Scrcpy is a tool that streams your android screen to your computer, and allows you to send mouse or keyboard input back to the android device. This project modifies scrcpy to also send back automatically generated input by passing the frame on to the OpenCV computer vision library. To see scrcpy-opencv in action, check out this Youtube video!

detected_circle.png

Run it yourself

Building scrcpy

Install dependencies to build scrcpy:
runtime dependencies
sudo apt install ffmpeg libsdl2-2.0-0 adb
client build dependencies
sudo apt install gcc git pkg-config meson ninja-build libavcodec-dev libavformat-dev libavutil-dev libsdl2-dev
server build dependencies
sudo apt install openjdk-8-jdk

Some more dependencies you might not have installed:
sudo apt install g++ cmake libswscale-dev

Clone this repository:
git clone https://github.com/RobbertH/scrcpy-opencv.git
Go into the folder you just cloned:
cd scrcpy-opencv
Save the directory of the prebuilt server in an environment variable, we'll need this later:
PREBUILT_SERVER_PATH=$PWD/prebuilt
Change directory to the desktop part of the project, called scrcpy,
cd scrcpy
then run the following command, making sure $PREBUILT_SERVER_PATH contains the prebuilt scrcpy server:
meson x --buildtype release --strip -Db_lto=true -Dprebuilt_server=$PREBUILT_SERVER_PATH/scrcpy-server-v1.12.1
to configure the build, and then
ninja -Cx
to build the application, so you can finally
./run x
to run the modified scrcpy.

Also make sure your android phone is plugged in over USB and has adb enabled.

Building OpenCV

If the meson step above fails because of OpenCV, you can install it as follows. It's a slight variation on the OpenCV tutorial.
wget https://github.com/opencv/opencv/archive/4.4.0.zip
unzip 4.4.0.zip
cd opencv-4.4.0
mkdir build
cd build
cmake -D OPENCV_GENERATE_PKGCONFIG=ON -D CMAKE_BUILD_TYPE=Release -D CMAKE_INSTALL_PREFIX=/usr/local ..
make -j3
sudo make install
pkg-config --cflags --libs opencv4
sudo ldconfig -v to refresh dynamic linker run-time bindings

After this, meson should find opencv4 and you're good to go.

Making changes

When making changes, make sure to run meson reconfigure and rebuild using ninja -Cx. Alternatively, you could delete the x directory and run the commands above again.

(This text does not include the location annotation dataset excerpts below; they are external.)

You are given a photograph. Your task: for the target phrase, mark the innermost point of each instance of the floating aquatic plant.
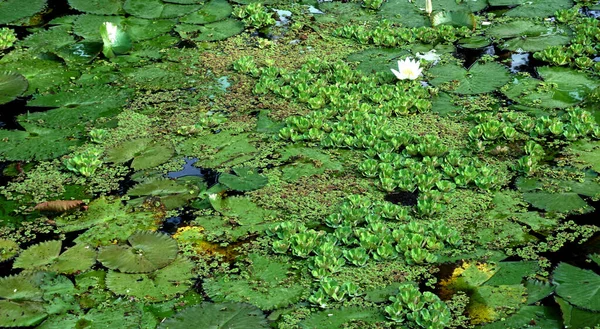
(147, 252)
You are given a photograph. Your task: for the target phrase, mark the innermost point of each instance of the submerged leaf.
(12, 85)
(148, 251)
(217, 315)
(577, 286)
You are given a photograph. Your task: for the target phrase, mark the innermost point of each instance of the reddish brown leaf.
(58, 205)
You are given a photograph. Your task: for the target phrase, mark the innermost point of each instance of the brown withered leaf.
(58, 205)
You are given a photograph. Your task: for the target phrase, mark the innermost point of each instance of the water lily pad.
(99, 7)
(36, 143)
(116, 41)
(533, 8)
(212, 11)
(336, 318)
(145, 152)
(529, 36)
(219, 30)
(574, 317)
(480, 78)
(266, 285)
(218, 315)
(454, 18)
(160, 285)
(147, 251)
(157, 9)
(13, 10)
(245, 179)
(562, 87)
(12, 85)
(577, 286)
(8, 249)
(21, 314)
(559, 202)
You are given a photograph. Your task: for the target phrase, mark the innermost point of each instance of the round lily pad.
(100, 7)
(8, 249)
(148, 251)
(11, 86)
(220, 315)
(480, 78)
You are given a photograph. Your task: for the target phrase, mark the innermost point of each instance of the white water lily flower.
(111, 31)
(408, 69)
(429, 56)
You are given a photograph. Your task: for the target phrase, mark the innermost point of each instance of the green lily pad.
(543, 316)
(529, 36)
(36, 143)
(8, 249)
(454, 18)
(220, 30)
(336, 318)
(116, 40)
(480, 78)
(99, 7)
(21, 314)
(147, 251)
(578, 287)
(266, 285)
(558, 202)
(217, 315)
(41, 74)
(562, 87)
(13, 10)
(157, 286)
(12, 85)
(533, 8)
(245, 179)
(212, 11)
(157, 9)
(145, 153)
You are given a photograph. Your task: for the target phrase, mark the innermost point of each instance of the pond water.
(306, 164)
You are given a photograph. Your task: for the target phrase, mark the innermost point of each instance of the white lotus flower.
(408, 69)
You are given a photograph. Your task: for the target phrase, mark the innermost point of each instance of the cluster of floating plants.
(308, 164)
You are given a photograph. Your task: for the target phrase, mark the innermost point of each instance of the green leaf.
(454, 18)
(245, 179)
(99, 7)
(220, 30)
(537, 290)
(8, 249)
(577, 318)
(217, 316)
(20, 287)
(108, 220)
(38, 255)
(23, 314)
(480, 78)
(157, 9)
(578, 287)
(12, 10)
(512, 273)
(561, 87)
(336, 318)
(145, 153)
(148, 251)
(529, 36)
(533, 8)
(12, 85)
(212, 11)
(116, 41)
(558, 202)
(266, 285)
(160, 285)
(534, 317)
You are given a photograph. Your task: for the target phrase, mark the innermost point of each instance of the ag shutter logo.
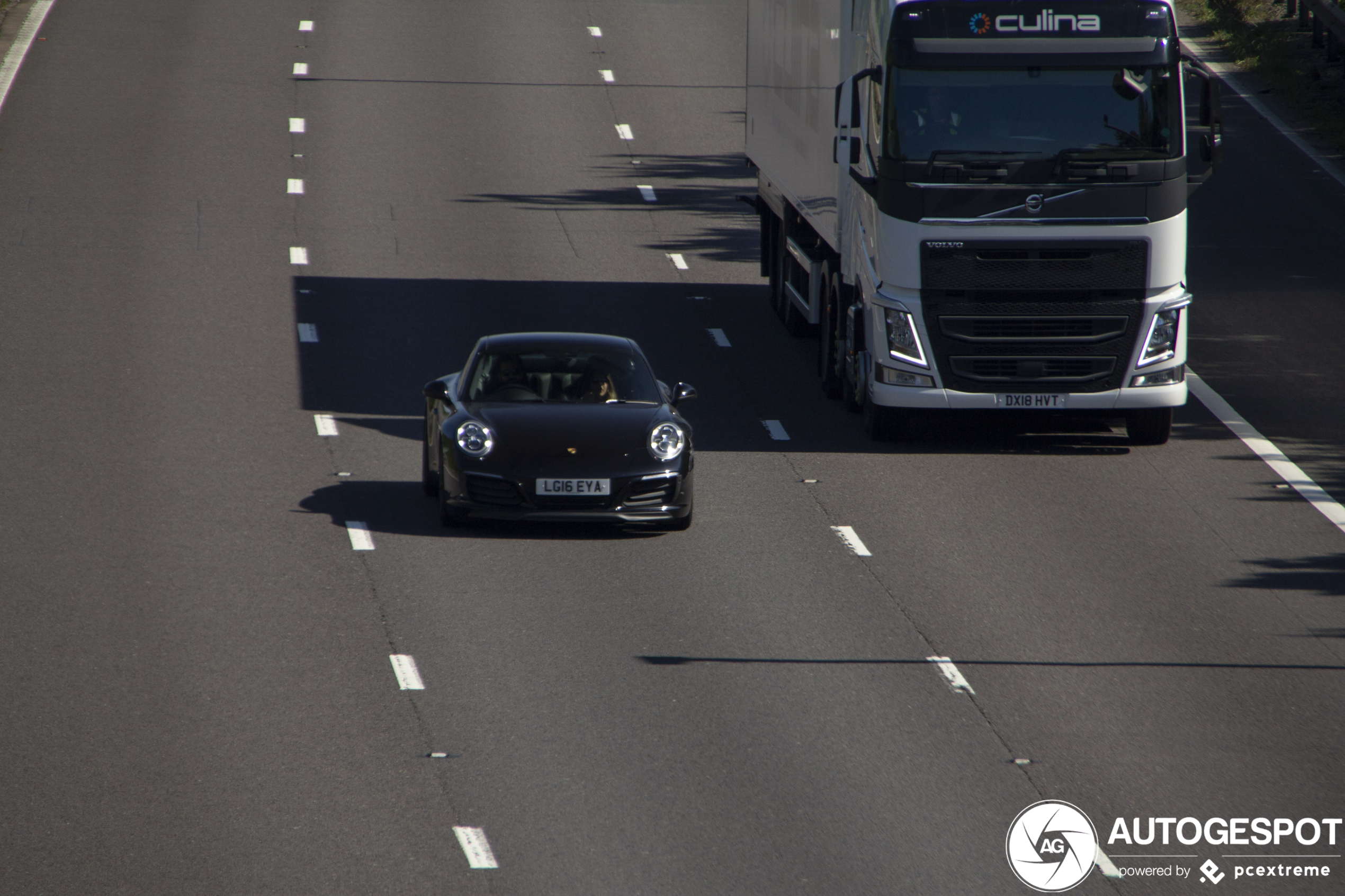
(1051, 845)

The files that this repository changes versus the original scrcpy repository are the following:

  • added: app/src/opencv_injection.cpp This is where all new code is written. It is recommended that you alter this file.
  • added: app/src/opencv_injection.hpp
  • modified: app/src/scrcpy.c Defines a method that can send a tap to the phone (used in opencv_injection.cpp)
  • modified: app/src/scrcpy.h
  • modified: app/src/screen.c This is where the 'hook' is that sends the AVFrame to the opencv_injection function
  • modified: app/meson.build to add dependencies and source files to be compiled
  • modified: meson.build to enable C++ compilation instead of only C

Background and context

I wanted to win a soccer game on android, where you have to tap a ball to keep it in the air. To do so, the 'AVFrame' used in scrcpy is converted to an OpenCV 'mat' so that OpenCV's image processing functions can be run on it. Then, a circle the size of the football is extracted, using "HoughCircles". Lastly, an input tap is sent back to the android device, in the center of that circle.

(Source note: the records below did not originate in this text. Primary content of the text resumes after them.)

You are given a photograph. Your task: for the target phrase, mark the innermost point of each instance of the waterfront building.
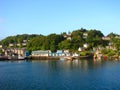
(40, 53)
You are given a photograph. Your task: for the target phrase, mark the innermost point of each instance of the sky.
(56, 16)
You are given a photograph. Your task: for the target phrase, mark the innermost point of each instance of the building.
(40, 53)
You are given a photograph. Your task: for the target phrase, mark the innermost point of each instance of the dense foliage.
(72, 40)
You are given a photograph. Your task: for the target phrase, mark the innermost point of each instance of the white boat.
(20, 57)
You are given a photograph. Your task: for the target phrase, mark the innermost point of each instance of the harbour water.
(60, 75)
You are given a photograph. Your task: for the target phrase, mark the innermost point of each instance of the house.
(105, 38)
(80, 49)
(85, 45)
(11, 45)
(1, 46)
(85, 35)
(40, 53)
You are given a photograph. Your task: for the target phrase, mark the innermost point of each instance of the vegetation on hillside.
(72, 40)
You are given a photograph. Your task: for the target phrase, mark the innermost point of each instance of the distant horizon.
(46, 17)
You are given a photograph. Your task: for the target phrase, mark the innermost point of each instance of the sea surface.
(60, 75)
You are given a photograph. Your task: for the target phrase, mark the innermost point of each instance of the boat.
(20, 57)
(68, 58)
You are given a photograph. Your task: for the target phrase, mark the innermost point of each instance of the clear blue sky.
(56, 16)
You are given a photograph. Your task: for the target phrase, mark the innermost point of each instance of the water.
(60, 75)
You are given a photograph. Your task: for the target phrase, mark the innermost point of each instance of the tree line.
(72, 40)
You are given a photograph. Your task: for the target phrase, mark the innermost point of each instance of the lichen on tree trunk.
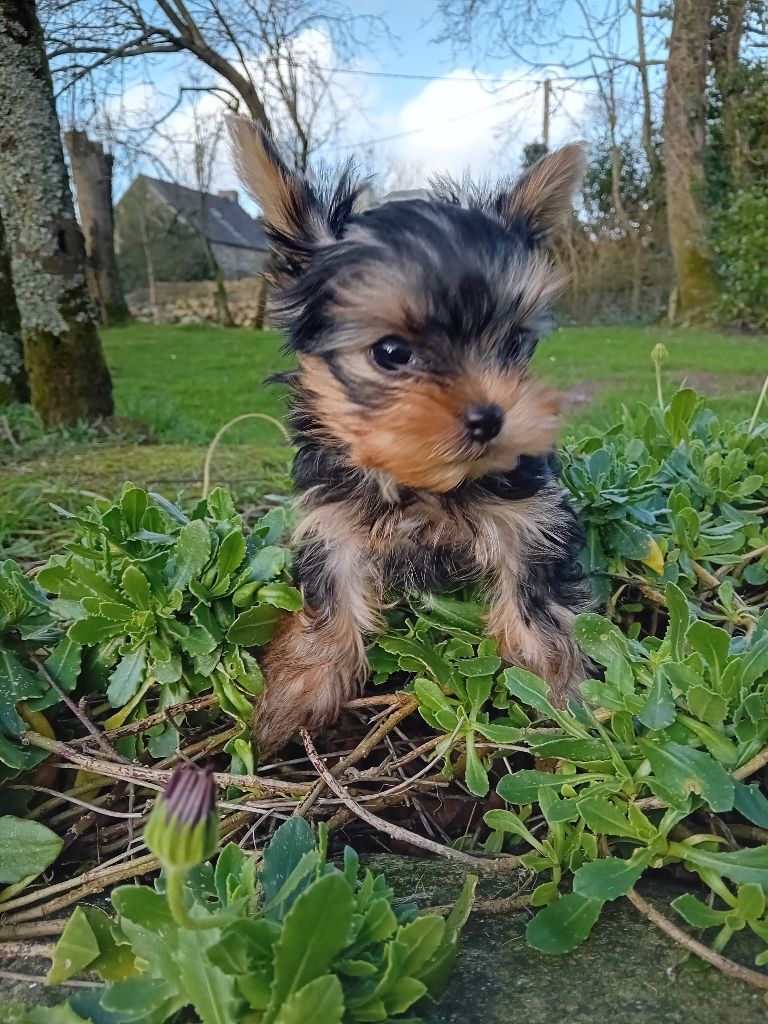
(67, 373)
(13, 385)
(91, 173)
(684, 114)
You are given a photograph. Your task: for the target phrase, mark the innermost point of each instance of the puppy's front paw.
(307, 678)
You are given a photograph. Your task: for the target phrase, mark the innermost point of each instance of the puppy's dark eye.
(391, 352)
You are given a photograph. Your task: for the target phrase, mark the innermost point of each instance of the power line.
(403, 75)
(448, 121)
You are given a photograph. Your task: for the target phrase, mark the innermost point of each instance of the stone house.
(238, 240)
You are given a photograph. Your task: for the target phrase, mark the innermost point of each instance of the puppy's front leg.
(537, 589)
(317, 657)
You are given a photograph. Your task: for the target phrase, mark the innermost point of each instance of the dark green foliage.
(150, 603)
(301, 940)
(740, 230)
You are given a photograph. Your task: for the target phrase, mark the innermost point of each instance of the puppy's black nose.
(483, 422)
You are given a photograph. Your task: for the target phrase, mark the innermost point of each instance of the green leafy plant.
(738, 239)
(150, 602)
(630, 793)
(672, 495)
(292, 939)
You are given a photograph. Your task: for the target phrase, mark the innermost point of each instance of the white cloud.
(463, 126)
(452, 125)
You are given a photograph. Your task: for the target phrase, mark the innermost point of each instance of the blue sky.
(450, 124)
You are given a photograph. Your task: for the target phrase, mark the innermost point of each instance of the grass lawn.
(186, 381)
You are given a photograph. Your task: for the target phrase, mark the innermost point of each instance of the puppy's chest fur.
(514, 524)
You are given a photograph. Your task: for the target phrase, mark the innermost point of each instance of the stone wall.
(237, 262)
(193, 302)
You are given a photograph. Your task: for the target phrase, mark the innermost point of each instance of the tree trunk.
(13, 385)
(261, 303)
(91, 172)
(725, 49)
(68, 376)
(684, 111)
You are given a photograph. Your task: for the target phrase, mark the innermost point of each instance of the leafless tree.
(684, 124)
(13, 385)
(257, 54)
(208, 135)
(68, 376)
(91, 174)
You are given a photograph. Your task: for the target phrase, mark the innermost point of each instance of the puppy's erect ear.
(297, 217)
(542, 198)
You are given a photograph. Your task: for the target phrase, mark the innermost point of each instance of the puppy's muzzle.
(483, 422)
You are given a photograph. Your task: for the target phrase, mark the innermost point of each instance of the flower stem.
(761, 399)
(175, 879)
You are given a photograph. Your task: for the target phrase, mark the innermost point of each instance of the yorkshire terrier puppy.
(424, 448)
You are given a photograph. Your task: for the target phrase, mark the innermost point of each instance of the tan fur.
(419, 437)
(545, 193)
(278, 192)
(316, 662)
(509, 535)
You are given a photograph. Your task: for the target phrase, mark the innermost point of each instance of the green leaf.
(461, 909)
(751, 802)
(255, 626)
(522, 786)
(322, 1001)
(127, 678)
(220, 505)
(213, 993)
(282, 596)
(712, 643)
(136, 588)
(563, 925)
(52, 1015)
(659, 708)
(290, 843)
(27, 848)
(528, 688)
(230, 553)
(133, 506)
(436, 666)
(245, 945)
(599, 638)
(697, 913)
(479, 666)
(605, 818)
(314, 932)
(610, 878)
(264, 565)
(510, 822)
(75, 950)
(64, 664)
(190, 554)
(683, 770)
(16, 683)
(741, 865)
(707, 706)
(475, 775)
(677, 605)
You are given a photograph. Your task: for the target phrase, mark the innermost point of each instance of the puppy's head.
(414, 322)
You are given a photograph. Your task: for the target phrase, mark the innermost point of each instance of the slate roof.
(226, 221)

The main modifications to scrcpy include:

  • Modifying the meson config files to compile both scrcpy (C) and the additional functions (C++) that depend on OpenCV (C++).
  • Converting the scrcpy image format to one that OpenCV can understand.
  • Writing the additional functions to use OpenCV and send input to the android device.

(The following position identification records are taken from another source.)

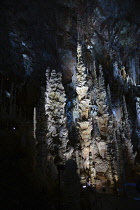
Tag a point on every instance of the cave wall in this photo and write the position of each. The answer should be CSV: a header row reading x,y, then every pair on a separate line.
x,y
95,46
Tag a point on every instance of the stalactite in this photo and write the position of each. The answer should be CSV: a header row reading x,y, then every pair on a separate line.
x,y
34,122
11,99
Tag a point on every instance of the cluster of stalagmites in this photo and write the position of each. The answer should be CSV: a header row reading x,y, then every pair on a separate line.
x,y
103,136
103,129
51,124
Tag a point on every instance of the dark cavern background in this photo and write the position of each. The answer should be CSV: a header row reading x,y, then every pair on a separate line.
x,y
69,104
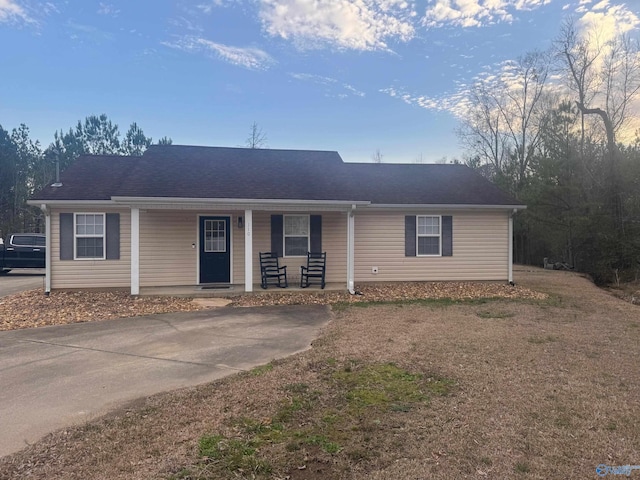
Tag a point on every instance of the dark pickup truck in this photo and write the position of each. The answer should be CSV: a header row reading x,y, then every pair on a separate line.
x,y
22,250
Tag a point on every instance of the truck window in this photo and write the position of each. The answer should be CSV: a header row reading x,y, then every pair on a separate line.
x,y
23,240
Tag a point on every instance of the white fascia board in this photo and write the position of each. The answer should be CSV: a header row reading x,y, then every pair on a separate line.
x,y
442,206
234,203
70,203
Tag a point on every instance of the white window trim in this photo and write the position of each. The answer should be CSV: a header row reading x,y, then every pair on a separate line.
x,y
76,236
226,235
284,235
439,254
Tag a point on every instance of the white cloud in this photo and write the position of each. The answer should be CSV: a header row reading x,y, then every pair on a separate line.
x,y
475,13
347,89
348,24
249,57
604,22
209,6
12,12
108,9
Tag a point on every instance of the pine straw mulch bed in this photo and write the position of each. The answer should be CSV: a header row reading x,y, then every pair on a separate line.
x,y
34,309
507,388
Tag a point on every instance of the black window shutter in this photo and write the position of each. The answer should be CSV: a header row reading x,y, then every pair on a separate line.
x,y
410,236
276,235
113,236
447,236
66,236
315,243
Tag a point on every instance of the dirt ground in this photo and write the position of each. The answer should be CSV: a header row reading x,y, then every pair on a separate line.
x,y
507,388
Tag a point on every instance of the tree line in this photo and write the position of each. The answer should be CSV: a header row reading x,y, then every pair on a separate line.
x,y
26,167
556,129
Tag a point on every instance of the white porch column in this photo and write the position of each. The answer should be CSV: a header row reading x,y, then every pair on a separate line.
x,y
47,253
350,250
510,272
248,250
135,251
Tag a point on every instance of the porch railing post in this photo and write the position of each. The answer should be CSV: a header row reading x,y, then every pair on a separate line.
x,y
248,250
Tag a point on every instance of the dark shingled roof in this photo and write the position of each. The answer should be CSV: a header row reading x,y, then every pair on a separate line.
x,y
240,173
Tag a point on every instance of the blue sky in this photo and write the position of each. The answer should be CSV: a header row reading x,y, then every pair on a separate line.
x,y
354,76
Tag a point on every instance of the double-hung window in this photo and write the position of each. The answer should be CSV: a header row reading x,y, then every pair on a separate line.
x,y
296,235
429,235
89,236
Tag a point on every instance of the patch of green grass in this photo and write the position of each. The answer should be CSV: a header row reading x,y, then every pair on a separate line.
x,y
542,339
296,388
261,370
233,454
321,441
181,475
352,406
386,386
494,314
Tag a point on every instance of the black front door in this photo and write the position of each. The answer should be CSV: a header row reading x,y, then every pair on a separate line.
x,y
215,250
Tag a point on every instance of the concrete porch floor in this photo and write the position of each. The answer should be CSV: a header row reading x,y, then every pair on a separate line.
x,y
205,291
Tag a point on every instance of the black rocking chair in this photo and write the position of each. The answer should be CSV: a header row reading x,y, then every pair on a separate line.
x,y
271,272
314,271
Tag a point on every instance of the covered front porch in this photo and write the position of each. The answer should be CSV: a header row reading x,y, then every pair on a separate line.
x,y
204,291
169,242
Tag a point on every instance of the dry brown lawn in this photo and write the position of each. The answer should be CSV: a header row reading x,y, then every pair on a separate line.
x,y
504,388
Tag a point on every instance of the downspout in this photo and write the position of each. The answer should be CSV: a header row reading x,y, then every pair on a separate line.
x,y
350,250
510,274
47,249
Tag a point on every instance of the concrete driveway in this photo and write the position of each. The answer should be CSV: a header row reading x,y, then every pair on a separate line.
x,y
22,279
53,377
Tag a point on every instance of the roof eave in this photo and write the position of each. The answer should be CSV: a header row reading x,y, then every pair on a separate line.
x,y
446,206
235,203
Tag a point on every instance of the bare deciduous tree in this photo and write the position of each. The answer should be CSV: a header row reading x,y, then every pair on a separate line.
x,y
257,138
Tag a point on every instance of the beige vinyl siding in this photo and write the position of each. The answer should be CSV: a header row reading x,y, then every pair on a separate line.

Since most work done was part of "making it work" rather than writing the actual code, I figured this might help other people in achieving similar goals. The concrete case of the soccer game is just one example of what can be achieved with this powerful tool: any OpenCV function can be run to produce input to the android device, based on the frames.

If you want to read more, there is a blog post. For questions, simply open an issue.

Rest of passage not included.